Two 50-foot smokestacks where:

  • exhaust exits at 210,000 cubic feet per minute
  • exit temperature is 849.2 degrees Fahrenheit
  • Per Hour Release:  13 pounds of Carbon Monoxide

Williams/Transco:
Transcontinental Gas Pipe Line Co. LLC (Transco) is a wholly-owned subsidiary of Williams Partners Operating LLC, which is a subsidiary of Williams Partners L.P., which is a subsidiary of the Williams Companies, Inc.

 

Issues

  • The proposed compressor station would create air and noise problems that would affect Franklin Twp., South Brunswick, Montgomery & Princeton. Measurements of air quality are completed regionally and are averaged over time. Thus, monitoring of emissions in the air is not proposed to occur near the site, and measurement is not proposed to account for fluctuations where peak emissions are especially problematic. Additionally, all known carcinogenic emissions from compressor stations are not measured at nearby residences, places of workshop, etc.
  • Compressor stations pose serious health risks, especially for pregnant women, the elderly and the young, due to emissions that are planned, fugitive and accidental.
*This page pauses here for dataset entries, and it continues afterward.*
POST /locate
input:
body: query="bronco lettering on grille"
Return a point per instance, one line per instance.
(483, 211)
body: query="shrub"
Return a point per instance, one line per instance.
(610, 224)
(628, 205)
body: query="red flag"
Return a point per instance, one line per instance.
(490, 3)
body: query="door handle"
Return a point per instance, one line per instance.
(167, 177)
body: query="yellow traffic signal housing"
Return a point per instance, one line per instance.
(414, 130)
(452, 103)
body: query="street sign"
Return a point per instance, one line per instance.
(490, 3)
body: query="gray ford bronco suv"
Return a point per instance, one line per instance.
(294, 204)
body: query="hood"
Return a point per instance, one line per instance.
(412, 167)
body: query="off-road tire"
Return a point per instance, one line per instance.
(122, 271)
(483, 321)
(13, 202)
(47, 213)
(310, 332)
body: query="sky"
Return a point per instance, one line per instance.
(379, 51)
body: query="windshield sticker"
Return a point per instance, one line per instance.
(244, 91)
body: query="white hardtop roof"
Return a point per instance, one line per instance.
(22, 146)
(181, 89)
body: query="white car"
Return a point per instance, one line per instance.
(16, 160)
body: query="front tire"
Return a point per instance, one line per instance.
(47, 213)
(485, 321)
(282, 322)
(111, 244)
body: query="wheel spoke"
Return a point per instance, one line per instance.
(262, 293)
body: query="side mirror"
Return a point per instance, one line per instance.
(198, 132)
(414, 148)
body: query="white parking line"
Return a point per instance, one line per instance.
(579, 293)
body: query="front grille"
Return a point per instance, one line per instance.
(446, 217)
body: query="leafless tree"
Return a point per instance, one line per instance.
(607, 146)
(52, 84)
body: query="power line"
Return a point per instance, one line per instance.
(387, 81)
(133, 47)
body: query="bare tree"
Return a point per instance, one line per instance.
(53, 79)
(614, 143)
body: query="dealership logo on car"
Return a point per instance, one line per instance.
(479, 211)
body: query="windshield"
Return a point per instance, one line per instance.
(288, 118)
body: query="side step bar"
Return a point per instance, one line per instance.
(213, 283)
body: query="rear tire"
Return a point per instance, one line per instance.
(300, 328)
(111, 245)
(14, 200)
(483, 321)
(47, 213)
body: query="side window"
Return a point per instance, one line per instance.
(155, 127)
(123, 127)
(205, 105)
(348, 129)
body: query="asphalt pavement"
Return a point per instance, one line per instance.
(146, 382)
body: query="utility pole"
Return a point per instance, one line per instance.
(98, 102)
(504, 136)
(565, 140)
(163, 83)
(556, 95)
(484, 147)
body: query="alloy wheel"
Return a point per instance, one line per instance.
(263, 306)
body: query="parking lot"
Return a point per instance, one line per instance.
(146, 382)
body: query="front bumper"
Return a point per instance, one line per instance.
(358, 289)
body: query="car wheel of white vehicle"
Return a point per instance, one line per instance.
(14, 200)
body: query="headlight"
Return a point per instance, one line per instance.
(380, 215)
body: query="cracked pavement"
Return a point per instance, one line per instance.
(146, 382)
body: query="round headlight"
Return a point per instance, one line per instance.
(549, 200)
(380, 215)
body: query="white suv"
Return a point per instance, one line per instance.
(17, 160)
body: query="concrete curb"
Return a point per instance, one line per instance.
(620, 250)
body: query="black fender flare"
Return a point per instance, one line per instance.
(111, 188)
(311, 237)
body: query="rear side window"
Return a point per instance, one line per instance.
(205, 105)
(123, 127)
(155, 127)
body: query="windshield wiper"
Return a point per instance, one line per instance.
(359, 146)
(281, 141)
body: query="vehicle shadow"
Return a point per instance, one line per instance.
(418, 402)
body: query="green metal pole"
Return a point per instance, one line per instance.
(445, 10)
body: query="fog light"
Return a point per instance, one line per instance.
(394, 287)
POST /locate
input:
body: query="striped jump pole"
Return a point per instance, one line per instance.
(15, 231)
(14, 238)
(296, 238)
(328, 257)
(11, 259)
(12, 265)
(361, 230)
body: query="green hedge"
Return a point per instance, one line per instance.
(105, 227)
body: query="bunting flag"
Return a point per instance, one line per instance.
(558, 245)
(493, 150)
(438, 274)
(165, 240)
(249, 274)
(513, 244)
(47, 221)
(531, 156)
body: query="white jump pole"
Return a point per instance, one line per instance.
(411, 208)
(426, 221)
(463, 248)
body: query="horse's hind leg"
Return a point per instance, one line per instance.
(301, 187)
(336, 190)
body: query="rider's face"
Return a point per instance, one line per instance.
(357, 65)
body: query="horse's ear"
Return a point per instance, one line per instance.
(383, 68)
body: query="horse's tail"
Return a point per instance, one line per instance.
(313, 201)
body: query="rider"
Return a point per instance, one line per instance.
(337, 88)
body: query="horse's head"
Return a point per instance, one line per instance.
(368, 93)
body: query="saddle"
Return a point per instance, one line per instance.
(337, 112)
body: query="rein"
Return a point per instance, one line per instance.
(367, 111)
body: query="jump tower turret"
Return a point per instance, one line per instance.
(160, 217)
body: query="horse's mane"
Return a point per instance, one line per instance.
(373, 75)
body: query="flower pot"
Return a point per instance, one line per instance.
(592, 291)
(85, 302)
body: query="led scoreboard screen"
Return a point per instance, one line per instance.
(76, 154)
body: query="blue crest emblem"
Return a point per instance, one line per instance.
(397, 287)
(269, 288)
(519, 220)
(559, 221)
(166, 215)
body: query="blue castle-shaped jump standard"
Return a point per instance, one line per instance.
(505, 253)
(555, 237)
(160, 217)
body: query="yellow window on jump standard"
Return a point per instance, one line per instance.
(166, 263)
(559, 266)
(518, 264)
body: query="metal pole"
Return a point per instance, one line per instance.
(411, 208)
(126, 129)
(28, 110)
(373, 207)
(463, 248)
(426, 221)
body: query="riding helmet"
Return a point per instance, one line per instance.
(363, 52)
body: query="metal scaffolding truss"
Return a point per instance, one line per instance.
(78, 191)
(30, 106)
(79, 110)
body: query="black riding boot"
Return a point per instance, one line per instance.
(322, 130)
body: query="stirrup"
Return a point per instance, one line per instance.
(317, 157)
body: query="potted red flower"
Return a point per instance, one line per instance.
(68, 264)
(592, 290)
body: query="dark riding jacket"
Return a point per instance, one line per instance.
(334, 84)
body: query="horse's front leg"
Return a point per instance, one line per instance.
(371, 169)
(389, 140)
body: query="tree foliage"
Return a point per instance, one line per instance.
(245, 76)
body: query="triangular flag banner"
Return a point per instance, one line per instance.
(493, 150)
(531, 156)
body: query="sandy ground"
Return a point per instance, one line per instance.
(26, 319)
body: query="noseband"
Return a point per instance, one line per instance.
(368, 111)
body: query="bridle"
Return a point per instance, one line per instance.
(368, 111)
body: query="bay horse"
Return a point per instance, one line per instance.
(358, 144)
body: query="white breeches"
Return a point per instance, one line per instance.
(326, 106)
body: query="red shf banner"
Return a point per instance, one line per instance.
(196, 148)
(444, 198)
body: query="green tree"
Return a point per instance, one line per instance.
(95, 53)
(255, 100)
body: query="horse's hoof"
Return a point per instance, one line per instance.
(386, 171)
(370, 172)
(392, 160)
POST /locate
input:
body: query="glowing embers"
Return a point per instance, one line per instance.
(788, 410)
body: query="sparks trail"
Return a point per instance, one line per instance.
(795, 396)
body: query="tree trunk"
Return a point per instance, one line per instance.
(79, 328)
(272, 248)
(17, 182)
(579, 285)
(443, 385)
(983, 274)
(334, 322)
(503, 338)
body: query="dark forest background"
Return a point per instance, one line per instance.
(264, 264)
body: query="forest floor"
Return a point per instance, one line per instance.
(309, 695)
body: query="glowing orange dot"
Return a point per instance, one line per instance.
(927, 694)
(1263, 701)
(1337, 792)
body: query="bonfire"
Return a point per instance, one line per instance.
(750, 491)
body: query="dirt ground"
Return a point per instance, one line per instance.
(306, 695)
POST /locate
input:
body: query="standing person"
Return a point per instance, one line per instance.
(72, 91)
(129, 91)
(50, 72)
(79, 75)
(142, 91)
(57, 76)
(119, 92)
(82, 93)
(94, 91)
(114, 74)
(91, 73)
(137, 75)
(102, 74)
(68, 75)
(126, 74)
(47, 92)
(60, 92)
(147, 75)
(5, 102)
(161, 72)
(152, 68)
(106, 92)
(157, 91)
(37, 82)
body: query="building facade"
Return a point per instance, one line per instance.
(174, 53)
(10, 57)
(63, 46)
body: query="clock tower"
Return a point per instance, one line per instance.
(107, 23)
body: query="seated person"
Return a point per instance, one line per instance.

Chemicals emitted from compressor stations include known carcinogens.
  • There is a history of catastrophic accidents at compressor stations and transmission pipelines, and an accident could result in deaths/injuries, destruction of property, limited potential for residents to evacuate, and devastation to the waterfront and waters of the Raritan Bay.
  • Increasing compression to transport natural gas through aging pipelines is a safety concern due to the increased velocity/heat of the moving gas and hastening of pipeline corrosion that could result in an explosion.
  • Though a segment of pipeline on Trap Rock Quarry property was replaces in the late 1980’s, there is no publicly available information about the age of the other pipeline associated with this project which, as far as it is known, were constructed in the 1950’s and 1960’s. Additionally, according to a Pipeline Safety Trust analysis of federal data, new pipelines are failing at a rate on par with gas transmission lines installed before the 1940s.
  • The NJ Buddhist Vihara & Medication Center borders the property where CS 206 is proposed. The noise, odor and emissions from the compressor station threaten their religious practice of walking meditation on trails which extend to the site of the compressor station. It is not known what effect the noise and pollution could have on their Buddha Statue which is the largest outdoor Buddha statue in the Western Hemisphere and a Cultural Landmark in Franklin Township.
  • Plans for construction of the compressor station and pipelines are near Superfund Sites.
  • There is not adequate water service in the area of the proposed compressor station to address potential accidents.
  • The habitat in/near the Bay would be disrupted during construction for marine mammals, fish, shellfish and horseshoe crabs that rely on it. Dangers of vessel strikes, accidental fluid releases, and disruption of the seafloor are concerns.
  • Sea mammals (Gray Seal, Harbor Seal, Harp Seal, North Atlantic Right Whale, Bottlenose Dolphin, Harbor Porpoise, & Short-Beaked Common Dolphin) are expected to be affected by exposure to seismic activity such that Williams/Transco will apply for an Incidental Harassment Authorization (IHA) to account for sound pressure from construction that has the potential to disturb a marine mammal or marine mammal stock in the wild by causing disruption of behavioral patterns, including, but not limited to, migration, breathing, nursing, breeding, feeding, or sheltering [Level B harassment].
  • Tourism and commercial fishing activities in the Raritan Bay area would be impacted by construction that is planned to occur for 9 months, 7 days a week, 24 hours a day (weather permitting).
  • For a project like this, there is no public vote; local ordinances can be ignored; and there is limited public input. The US Congress is working to increase the authority of FERC while lessening the rights of States to protect the public through their determinations about required air and water permits.